Square -\frac{19}{24} by squaring both the numerator and the denominator of the fraction.

x^{2}-\frac{19}{12}x+\frac{361}{576}=\frac{49}{576}

Add -\frac{13}{24} to \frac{361}{576} by finding a common denominator and adding the numerators. Then reduce the fraction to lowest terms if possible.

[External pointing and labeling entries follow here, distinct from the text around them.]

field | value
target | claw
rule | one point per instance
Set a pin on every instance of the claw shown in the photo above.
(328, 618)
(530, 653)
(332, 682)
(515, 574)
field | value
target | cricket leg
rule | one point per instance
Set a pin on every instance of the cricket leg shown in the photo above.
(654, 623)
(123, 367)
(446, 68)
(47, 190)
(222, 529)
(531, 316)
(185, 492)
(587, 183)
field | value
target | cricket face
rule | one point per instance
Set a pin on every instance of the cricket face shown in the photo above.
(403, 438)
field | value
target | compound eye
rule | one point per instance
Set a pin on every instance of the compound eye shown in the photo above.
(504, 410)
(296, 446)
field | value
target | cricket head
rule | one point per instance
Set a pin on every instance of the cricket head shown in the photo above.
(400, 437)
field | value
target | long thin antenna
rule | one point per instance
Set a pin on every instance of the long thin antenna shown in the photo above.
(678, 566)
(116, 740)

\left(x-\frac{19}{24}\right)^{2}=\frac{49}{576}

Factor x^{2}-\frac{19}{12}x+\frac{361}{576}. In general, when x^{2}+bx+c is a perfect square, it can always be factored as \left(x+\frac{b}{2}\right)^{2}.

\sqrt{\left(x-\frac{19}{24}\right)^{2}}=\sqrt{\frac{49}{576}}

Take the square root of both sides of the equation.

x-\frac{19}{24}=\frac{7}{24} x-\frac{19}{24}=-\frac{7}{24}

Simplify.

x=\frac{13}{12} x=\frac{1}{2}

Add \frac{19}{24} to both sides of the equation.